D'autres, en particulier les spécialistes des choix publics et d'autres spécialistes de la bureaucratie, ont constaté une méfiance généralisée dans le secteur public. Cette méfiance concerne à la fois la relation entre les politiciens et les hauts fonctionnaires, mais aussi les ministères défendant leur territoire. Les analystes ont également fait remarquer qu'avant la vague de réformes des années 1990, il y avait une profonde méfiance entre les gestionnaires et les politiciens, entre les gestionnaires eux-mêmes, entre les citoyens et le gouvernement, etc. (Osborne et Plastrik, 1998). De plus, les relations traditionnelles basées sur la confiance étaient parfois trop douces, comme en témoignent la politisation généralisée et la corruption qui ont permis aux idées du NPM de prendre de l'importance, ainsi que les scandales impliquant des professionnels non responsables publics. Les demandes croissantes qui ont émergé, pour une vérification et un contrôle accrus, sont l'expression de la méfiance qui existait (Power, 1999), et ne devraient probablement pas être perçues comme quelque chose qui a été imposé par le sommet, mais comme quelque chose qui s'est avéré fertile.
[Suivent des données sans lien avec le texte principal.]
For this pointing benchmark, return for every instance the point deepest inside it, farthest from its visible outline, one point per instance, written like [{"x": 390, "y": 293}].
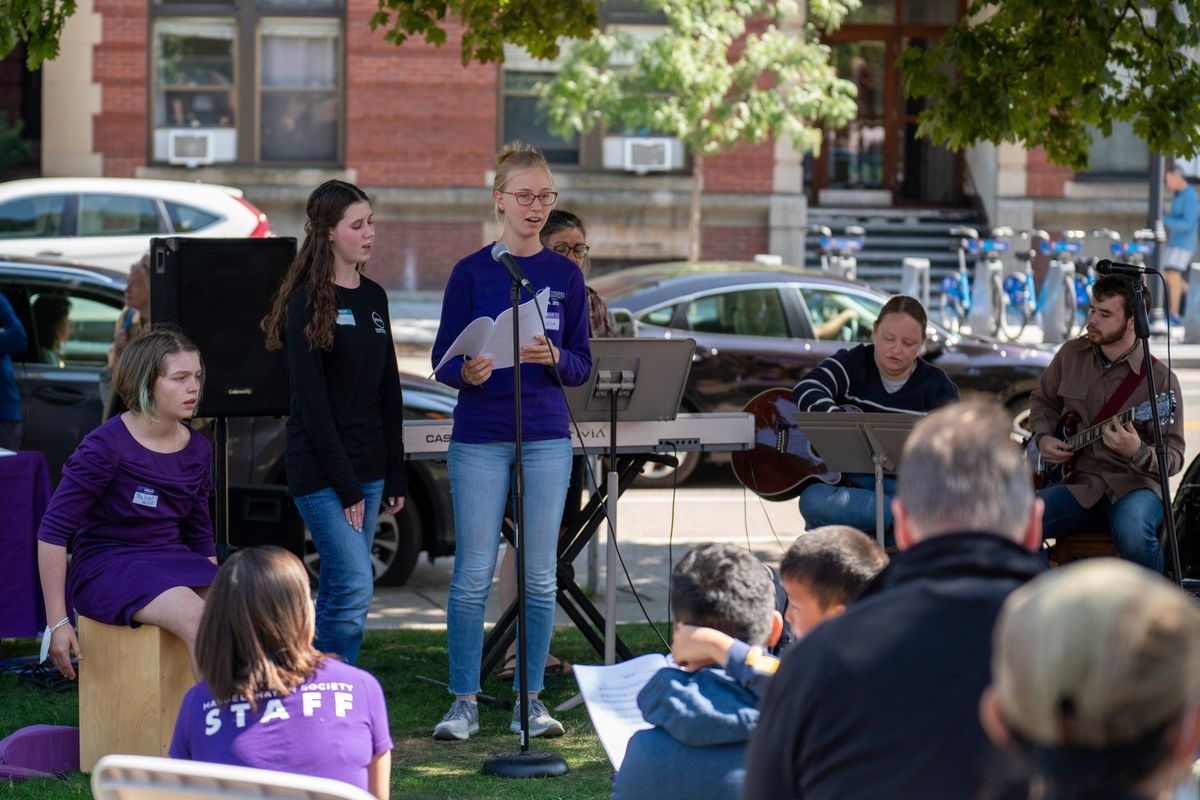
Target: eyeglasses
[
  {"x": 579, "y": 251},
  {"x": 526, "y": 198}
]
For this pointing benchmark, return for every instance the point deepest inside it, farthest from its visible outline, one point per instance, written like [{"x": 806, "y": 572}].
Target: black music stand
[
  {"x": 667, "y": 362},
  {"x": 859, "y": 443},
  {"x": 611, "y": 392}
]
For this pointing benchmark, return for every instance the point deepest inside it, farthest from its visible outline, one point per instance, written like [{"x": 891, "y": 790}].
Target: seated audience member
[
  {"x": 821, "y": 572},
  {"x": 702, "y": 719},
  {"x": 1096, "y": 678},
  {"x": 268, "y": 698},
  {"x": 882, "y": 701},
  {"x": 133, "y": 506}
]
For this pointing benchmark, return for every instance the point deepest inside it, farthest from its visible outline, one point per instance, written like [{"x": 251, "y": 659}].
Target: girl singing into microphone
[{"x": 481, "y": 445}]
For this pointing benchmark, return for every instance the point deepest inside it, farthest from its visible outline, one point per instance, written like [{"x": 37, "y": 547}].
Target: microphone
[
  {"x": 501, "y": 253},
  {"x": 1107, "y": 266}
]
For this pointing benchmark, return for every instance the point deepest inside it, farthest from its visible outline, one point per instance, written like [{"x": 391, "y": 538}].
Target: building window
[
  {"x": 195, "y": 78},
  {"x": 250, "y": 85},
  {"x": 523, "y": 121},
  {"x": 1119, "y": 155},
  {"x": 299, "y": 101}
]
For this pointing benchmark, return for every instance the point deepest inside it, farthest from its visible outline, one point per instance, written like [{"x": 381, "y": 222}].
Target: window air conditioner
[
  {"x": 643, "y": 155},
  {"x": 190, "y": 148}
]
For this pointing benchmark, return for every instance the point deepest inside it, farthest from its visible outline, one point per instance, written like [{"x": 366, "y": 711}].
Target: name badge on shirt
[{"x": 145, "y": 497}]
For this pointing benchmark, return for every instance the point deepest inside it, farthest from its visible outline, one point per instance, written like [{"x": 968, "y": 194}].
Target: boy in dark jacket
[{"x": 702, "y": 719}]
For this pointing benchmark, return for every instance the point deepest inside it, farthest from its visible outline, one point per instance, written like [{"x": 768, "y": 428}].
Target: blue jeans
[
  {"x": 847, "y": 505},
  {"x": 480, "y": 483},
  {"x": 347, "y": 577},
  {"x": 1133, "y": 519}
]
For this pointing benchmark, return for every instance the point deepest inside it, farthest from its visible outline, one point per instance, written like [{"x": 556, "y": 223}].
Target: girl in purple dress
[
  {"x": 133, "y": 506},
  {"x": 268, "y": 697}
]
Une dernière observation concerne le fait qu'avant les réformes du NPM, de nombreux secteurs publics souffraient déjà de vastes systèmes de contrôle et de conformité. Les organisations bureaucratiques traditionnelles respiraient la méfiance et exigeaient que les fonctionnaires de rang inférieur ou de la base demandent des autorisations pour tout et expliquent tout.
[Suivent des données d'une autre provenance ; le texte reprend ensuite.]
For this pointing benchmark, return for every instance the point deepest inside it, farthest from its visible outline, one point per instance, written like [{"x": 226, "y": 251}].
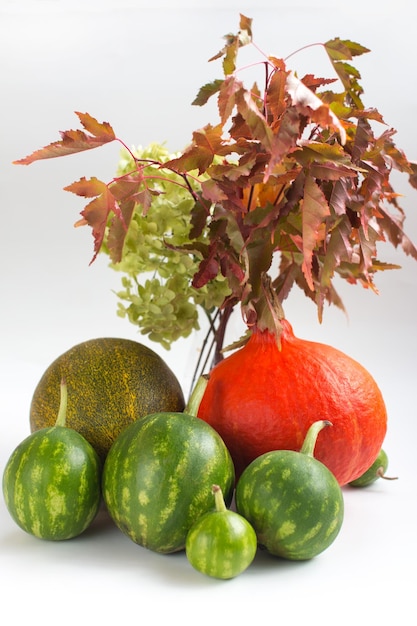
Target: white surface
[{"x": 139, "y": 68}]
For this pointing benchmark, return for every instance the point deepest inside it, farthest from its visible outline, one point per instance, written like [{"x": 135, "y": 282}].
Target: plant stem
[
  {"x": 311, "y": 436},
  {"x": 196, "y": 396},
  {"x": 218, "y": 499},
  {"x": 62, "y": 412}
]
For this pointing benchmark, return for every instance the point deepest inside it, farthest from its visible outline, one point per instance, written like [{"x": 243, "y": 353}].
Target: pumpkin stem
[
  {"x": 196, "y": 396},
  {"x": 380, "y": 474},
  {"x": 311, "y": 436},
  {"x": 218, "y": 499},
  {"x": 62, "y": 412}
]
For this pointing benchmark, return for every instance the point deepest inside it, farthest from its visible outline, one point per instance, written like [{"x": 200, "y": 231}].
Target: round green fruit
[
  {"x": 221, "y": 543},
  {"x": 111, "y": 383},
  {"x": 158, "y": 476},
  {"x": 51, "y": 482},
  {"x": 292, "y": 500}
]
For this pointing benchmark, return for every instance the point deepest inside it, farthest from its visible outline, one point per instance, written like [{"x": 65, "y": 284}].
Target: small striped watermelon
[
  {"x": 52, "y": 481},
  {"x": 221, "y": 544},
  {"x": 292, "y": 500},
  {"x": 158, "y": 477}
]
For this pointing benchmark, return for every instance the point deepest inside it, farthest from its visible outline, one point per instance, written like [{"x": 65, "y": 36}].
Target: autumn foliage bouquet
[{"x": 291, "y": 186}]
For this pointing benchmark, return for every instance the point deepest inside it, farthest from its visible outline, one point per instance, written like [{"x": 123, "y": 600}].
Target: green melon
[{"x": 111, "y": 383}]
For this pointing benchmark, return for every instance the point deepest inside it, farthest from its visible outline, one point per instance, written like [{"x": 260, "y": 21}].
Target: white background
[{"x": 139, "y": 65}]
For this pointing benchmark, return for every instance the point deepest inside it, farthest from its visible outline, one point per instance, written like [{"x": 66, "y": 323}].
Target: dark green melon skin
[
  {"x": 52, "y": 484},
  {"x": 158, "y": 478},
  {"x": 375, "y": 471},
  {"x": 294, "y": 503},
  {"x": 111, "y": 382}
]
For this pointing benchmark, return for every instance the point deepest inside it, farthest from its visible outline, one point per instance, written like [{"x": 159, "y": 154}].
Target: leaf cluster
[{"x": 291, "y": 186}]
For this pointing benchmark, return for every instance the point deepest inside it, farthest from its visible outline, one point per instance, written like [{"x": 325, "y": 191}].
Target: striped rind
[
  {"x": 51, "y": 484},
  {"x": 158, "y": 476},
  {"x": 294, "y": 503},
  {"x": 221, "y": 544}
]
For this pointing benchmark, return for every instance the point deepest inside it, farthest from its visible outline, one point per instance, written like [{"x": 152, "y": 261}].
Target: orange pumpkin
[{"x": 264, "y": 397}]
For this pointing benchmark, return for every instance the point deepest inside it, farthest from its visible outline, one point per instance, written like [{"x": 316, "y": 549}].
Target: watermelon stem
[
  {"x": 219, "y": 499},
  {"x": 196, "y": 396},
  {"x": 311, "y": 436},
  {"x": 62, "y": 412}
]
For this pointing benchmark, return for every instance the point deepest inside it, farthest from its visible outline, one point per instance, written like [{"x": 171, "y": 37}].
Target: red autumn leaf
[
  {"x": 201, "y": 152},
  {"x": 314, "y": 210},
  {"x": 307, "y": 101},
  {"x": 96, "y": 214},
  {"x": 73, "y": 141},
  {"x": 88, "y": 188}
]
Cela montre que les effets créateurs de méfiance du NPM ne doivent pas être surestimés. Ce qui est intéressant cependant, c'est que les réformes de type NPM sont basées sur la fragmentation délibérée et la répartition des fonctions et la concurrence. Tout cela est basé sur l'hypothèse que la confiance est impossible, alors que la bureaucratie traditionnelle reposait sur la croyance, aussi mythique qu'elle puisse paraître, en un intérêt public.